| |
| |
| |
| |
Kunstberichten (van onze eigen correspondenten)
Uit Amsterdam
Collectie A. Preyer Hollandsche aquarellen
Zoo als een aquarel licht iets fijner kan zijn dan een olieverfschilderij, uit den aard van zijn materiaal, zoo kan het wel zijn dat deze aquarellen-expositie nog fijner is dan de, voor Holland, superieure collectie, die de heer Preyer onlangs liet zien in olieverf. Het komt ook wel uit den aard voort van de Haagsche school, dat aquarel haar beter gelukken zou dan olieverf, Want waar zij de strenge statigheid der oude Hollanders ontbeerde, en hun strakheid niet had, waar zij daarvoor aan ‘sfumato’ won, aan zwier en aan losse weelde, daar zal haar vlotte stemmigheid zich nog beter eigenen tot 't water dan tot 't stuggere, olie-procédé. Zoowel Bosboom, als Mauve, eigenlijk ook Weissenbruch en Jacob Maris, zijn gedistingueerder kunstenaars met hun aquarellen, want, zoo vlot als daarin hebben zij in 't zware procédé nooit hun stemmingen weten te geven. Het verwaarloozen van détailkleurigheid tegenover het verwinnen van een groot licht en kleurengeheel is Bosboom er meer in gelukt, het geven van allerteerste vervlietingen, van allerfijnste grijsnuancen, het behouden van grooter innerlijke eenvoud heeft Mauve er meer in bereikt; Weissenbruch was er meer nog los en geweldig, méer nog boven alle détailvormen en onderdeelen uit, grootscher nog in zijn omgrijping in, en Jacob Maris' luchten zijn er stouter en méér lucht, zijn er geweldiger boven een stad of een strand door. Door haar eigenschappen komt het dat een phantast als Israëls er méér in droomen kon, meer nog het geheel kon laten samenvloeien tot een schier kleurlooze toon, méér zijn innerlijk kon uiten doordat hij minder strubbeling had dan met zijn stuggere materie, maar komt het ook dat Neuhuys, die schoon is om het rulle, verfzware, om zijn sterk verfzetten, minder er in volbrengt, wijl hij een te ruige is.

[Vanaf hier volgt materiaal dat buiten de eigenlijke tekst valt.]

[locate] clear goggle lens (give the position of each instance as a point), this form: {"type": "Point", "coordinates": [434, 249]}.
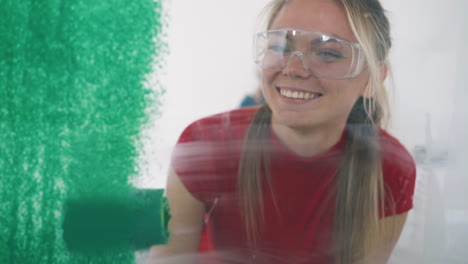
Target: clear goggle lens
{"type": "Point", "coordinates": [322, 55]}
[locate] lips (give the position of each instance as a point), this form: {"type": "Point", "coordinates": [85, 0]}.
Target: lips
{"type": "Point", "coordinates": [297, 94]}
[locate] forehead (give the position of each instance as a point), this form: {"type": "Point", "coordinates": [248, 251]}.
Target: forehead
{"type": "Point", "coordinates": [320, 15]}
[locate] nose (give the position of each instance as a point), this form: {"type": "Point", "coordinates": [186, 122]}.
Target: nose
{"type": "Point", "coordinates": [296, 67]}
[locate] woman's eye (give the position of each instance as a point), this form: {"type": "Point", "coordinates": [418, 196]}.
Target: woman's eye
{"type": "Point", "coordinates": [278, 48]}
{"type": "Point", "coordinates": [329, 55]}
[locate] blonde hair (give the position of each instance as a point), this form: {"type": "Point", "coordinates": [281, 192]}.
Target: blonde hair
{"type": "Point", "coordinates": [360, 188]}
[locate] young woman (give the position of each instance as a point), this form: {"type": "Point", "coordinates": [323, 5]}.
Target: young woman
{"type": "Point", "coordinates": [309, 177]}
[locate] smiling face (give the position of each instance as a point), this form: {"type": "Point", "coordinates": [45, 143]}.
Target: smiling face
{"type": "Point", "coordinates": [324, 103]}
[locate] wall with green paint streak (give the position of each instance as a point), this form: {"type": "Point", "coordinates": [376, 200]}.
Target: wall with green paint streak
{"type": "Point", "coordinates": [72, 104]}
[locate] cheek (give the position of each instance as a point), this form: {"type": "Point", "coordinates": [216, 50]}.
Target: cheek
{"type": "Point", "coordinates": [267, 79]}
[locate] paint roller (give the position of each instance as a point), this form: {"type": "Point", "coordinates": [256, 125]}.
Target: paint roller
{"type": "Point", "coordinates": [98, 224]}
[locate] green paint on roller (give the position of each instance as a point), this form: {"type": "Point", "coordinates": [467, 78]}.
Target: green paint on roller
{"type": "Point", "coordinates": [103, 224]}
{"type": "Point", "coordinates": [72, 105]}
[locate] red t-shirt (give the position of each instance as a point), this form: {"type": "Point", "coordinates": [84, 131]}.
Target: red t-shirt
{"type": "Point", "coordinates": [298, 228]}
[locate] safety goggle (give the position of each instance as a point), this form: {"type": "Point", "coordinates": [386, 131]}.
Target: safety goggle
{"type": "Point", "coordinates": [324, 56]}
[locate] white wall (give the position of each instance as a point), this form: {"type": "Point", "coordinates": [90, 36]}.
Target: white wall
{"type": "Point", "coordinates": [210, 69]}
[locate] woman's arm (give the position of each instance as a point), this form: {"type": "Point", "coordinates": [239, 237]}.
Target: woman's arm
{"type": "Point", "coordinates": [185, 225]}
{"type": "Point", "coordinates": [393, 226]}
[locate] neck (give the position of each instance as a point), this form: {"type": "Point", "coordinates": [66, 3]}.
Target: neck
{"type": "Point", "coordinates": [308, 142]}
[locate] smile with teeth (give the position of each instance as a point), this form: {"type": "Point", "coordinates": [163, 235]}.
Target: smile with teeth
{"type": "Point", "coordinates": [298, 95]}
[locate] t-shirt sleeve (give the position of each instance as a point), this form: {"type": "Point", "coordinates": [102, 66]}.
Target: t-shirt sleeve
{"type": "Point", "coordinates": [193, 163]}
{"type": "Point", "coordinates": [399, 172]}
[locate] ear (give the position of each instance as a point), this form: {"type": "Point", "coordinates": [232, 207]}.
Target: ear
{"type": "Point", "coordinates": [365, 91]}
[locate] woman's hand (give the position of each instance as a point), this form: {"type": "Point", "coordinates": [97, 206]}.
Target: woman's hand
{"type": "Point", "coordinates": [185, 225]}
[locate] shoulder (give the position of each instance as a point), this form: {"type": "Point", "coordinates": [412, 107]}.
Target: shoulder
{"type": "Point", "coordinates": [219, 126]}
{"type": "Point", "coordinates": [399, 172]}
{"type": "Point", "coordinates": [394, 154]}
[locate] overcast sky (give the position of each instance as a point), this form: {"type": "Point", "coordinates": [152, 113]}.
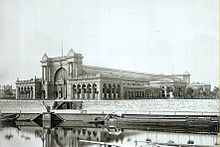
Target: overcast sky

Israëls is de meest vergeestelijkte onder de Hollanders in zooverre hij de minst kleurige is. Datwil zeggen: kleur is uiting van het weinig redeneerende Gevoel, maar het samenzetten van kleuren, of het dempen van kleuren tot één toon is, met het bewustzijn gewijzigde uiting van den Geest. Daarom kon het wel zijn dat zulk kleur-aangeven hooger uiting is, dan het namaken van de kleur van het onderwerp. Zoo zijn Primitieven, die enkele kleurtegenstellingen vindend, een stuk opbouwden uit die groote vlakken kleur, Rembrandt, die alle kleurigheid overtoog met gulden bruin, Millet, die zijn sobere pastels van overbodige weelde ontdeed tot intense geestesuitingen, Israëls, die met het wereldsche en stoffelijke afgedaan heeft om te komen tot een vage illuzie van wat te beelden was, grooter en schooner, wijl van Geest grooter en van stoffelijkheid minder dan de velen, al te velen, die maar namaken, of mooier namaken wat zij zien aan werkelijkheid vóór hen. Maar daar tegen over staat dat Israëls, minder dan Millet heeft het beeldend vermogen van zijn toets, zooals Millet dit minder dan Rembrandt had. En zoo komt het dat wij aan een Jacob Maris vaak meer voldoening hebben, omdat het zuivere schilderen hem meer
| |
| |
eigen was, dan aan de smoezelige, veegend ploeterende Israëls, zooals de meeste schilders in hun jeugd meer behagen hebben aan de zinnelijke felle kleuren. Israëls' prachtige aquarel van een nette-boetende vrouw is de droomsfeer in een kerk wijde visschershut. Het is waarlijk meesterlijk hoe de verbeelding gegeven is, ruig en innig teer. stevig en knokig, potig, ijl en van lichtglans zacht.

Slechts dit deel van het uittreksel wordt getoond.